Just days after the landmark Supreme Court decision legalizing same-sex marriage nationwide, leaders of the U.S. Episcopal Church voted overwhelmingly on Wednesday to allow clergy to wed same-sex couples.
The decision once again puts the U.S. branch of the Anglican Communion at the forefront of mainstream Christian acceptance of gays and lesbians.
Presented at the church's triennial General Assembly on Wednesday, the resolution strikes the words "man and woman" from a marriage canon and replaces them with gender-neutral language.
Clergy, however, will not be compelled to perform same-sex marriages under the resolution. A clause in the revised canon states it "shall be within the discretion of any member of the clergy of this church to decline to solemnize or bless any marriage."

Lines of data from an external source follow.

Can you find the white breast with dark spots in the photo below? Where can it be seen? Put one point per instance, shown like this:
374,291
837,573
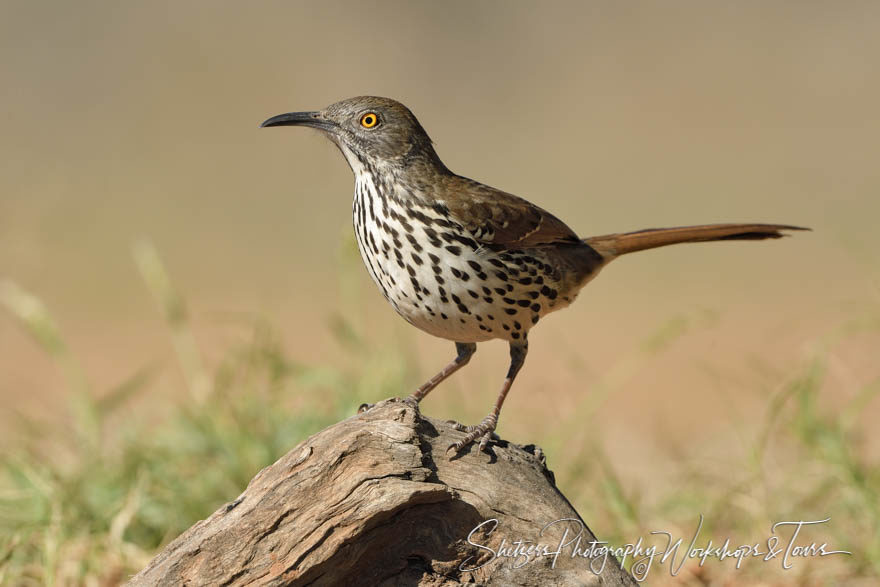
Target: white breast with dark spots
439,279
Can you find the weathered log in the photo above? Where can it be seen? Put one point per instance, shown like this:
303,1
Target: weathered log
374,500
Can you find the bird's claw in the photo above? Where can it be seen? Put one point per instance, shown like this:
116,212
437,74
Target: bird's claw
485,431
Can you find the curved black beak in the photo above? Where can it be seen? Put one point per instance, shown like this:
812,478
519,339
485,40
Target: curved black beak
312,119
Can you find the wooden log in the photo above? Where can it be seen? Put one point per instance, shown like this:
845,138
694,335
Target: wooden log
375,500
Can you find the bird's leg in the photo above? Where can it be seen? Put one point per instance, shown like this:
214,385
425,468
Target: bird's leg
465,352
486,428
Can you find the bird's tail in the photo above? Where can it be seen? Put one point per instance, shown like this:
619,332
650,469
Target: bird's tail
614,245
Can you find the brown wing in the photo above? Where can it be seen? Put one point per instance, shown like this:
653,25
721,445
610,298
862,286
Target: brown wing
501,219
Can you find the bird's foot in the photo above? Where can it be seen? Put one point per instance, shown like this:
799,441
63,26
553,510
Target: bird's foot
485,431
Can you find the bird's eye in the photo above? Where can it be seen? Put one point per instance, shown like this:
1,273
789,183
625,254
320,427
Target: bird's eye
369,120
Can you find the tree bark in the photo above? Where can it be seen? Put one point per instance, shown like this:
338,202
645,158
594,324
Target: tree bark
374,500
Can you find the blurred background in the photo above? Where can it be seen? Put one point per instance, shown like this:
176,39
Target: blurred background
134,171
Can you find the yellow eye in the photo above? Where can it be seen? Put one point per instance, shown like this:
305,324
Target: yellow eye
369,120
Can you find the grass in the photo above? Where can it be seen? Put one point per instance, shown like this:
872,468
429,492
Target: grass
90,504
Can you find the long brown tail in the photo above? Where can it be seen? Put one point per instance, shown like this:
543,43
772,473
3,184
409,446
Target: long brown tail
614,245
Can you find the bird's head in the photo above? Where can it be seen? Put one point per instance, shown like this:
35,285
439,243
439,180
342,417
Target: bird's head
370,131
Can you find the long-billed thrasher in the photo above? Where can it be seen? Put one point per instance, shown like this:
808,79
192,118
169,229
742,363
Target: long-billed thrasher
462,260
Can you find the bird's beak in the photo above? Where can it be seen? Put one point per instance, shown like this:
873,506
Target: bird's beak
313,119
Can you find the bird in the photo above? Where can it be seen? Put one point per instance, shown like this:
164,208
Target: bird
459,259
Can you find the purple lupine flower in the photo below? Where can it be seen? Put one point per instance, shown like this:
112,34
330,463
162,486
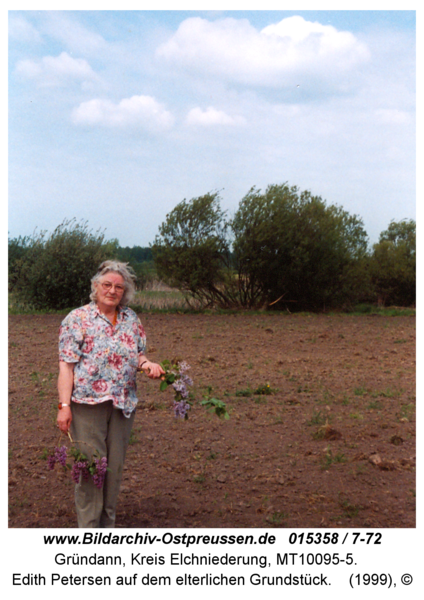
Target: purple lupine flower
186,380
60,455
180,388
181,408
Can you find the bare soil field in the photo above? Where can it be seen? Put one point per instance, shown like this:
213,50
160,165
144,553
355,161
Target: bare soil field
333,445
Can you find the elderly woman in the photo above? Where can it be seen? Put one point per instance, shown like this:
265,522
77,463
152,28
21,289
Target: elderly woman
101,347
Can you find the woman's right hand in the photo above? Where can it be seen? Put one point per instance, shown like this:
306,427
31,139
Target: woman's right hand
64,418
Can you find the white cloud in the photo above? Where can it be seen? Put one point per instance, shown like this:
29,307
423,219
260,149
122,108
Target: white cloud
56,71
278,56
211,116
139,111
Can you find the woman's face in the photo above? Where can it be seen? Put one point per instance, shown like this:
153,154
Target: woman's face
110,289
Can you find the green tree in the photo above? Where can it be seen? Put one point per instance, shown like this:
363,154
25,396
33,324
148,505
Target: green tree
191,251
56,269
293,250
393,264
17,249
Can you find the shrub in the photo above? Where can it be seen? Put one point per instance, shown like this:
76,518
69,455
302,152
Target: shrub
55,271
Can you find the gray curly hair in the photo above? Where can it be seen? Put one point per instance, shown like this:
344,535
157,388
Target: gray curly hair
122,269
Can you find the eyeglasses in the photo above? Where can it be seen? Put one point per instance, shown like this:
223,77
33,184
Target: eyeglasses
107,286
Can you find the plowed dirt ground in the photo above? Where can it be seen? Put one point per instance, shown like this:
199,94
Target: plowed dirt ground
333,445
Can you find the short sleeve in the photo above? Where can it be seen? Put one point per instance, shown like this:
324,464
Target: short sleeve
70,339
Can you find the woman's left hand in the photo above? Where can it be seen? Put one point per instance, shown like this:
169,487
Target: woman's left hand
152,370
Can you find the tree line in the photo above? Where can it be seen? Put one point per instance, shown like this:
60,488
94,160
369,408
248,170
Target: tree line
282,249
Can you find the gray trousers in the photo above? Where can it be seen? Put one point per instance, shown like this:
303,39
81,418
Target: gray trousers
104,428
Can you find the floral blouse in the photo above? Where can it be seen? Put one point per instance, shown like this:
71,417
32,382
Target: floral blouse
106,356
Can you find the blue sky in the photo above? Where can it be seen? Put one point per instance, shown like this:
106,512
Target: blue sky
115,117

The vote on Wednesday represents the latest move by the U.S. branch of the Anglican Communion, which claims roughly 2 million members, to embrace the LGBT community.
In 2003, the church appointed an openly gay bishop to lead its New Hampshire diocese. And Episcopalian bishops already had the freedom to allow same-sex couples to marry in their dioceses.
Last week at the general assembly in Salt Lake City, church leaders elected Michael Curry, who had said the Supreme Court's vote for marriage equality "affirmed the authenticity of love," as their presiding bishop.
Two other mainline Protestant churches, the United Church of Christ and the Presbyterian Church, also allow same-sex marriage.
However, the vote on Wednesday exposes the U.S. branch of the Anglican Communion to criticism from fellow Anglicans abroad — there are an estimated 80 million Anglicans worldwide. African Anglican leaders had denounced the Church of England for accepting celibate gay bishops.
Those divisions may be what Archbishop of Canterbury Justin Welby, the most senior bishop in the loosely assembled global Anglican Communion, was trying to avoid when he bristled at the prospect of the church's U.S. affiliate marrying same-sex couples.
In a statement Tuesday, Welby warned he had "deep concern" that the decision "will cause distress for some and have ramifications for the Anglican Communion as a whole."
Citing global suffering, he added: "This was a moment for the church to be looking outwards."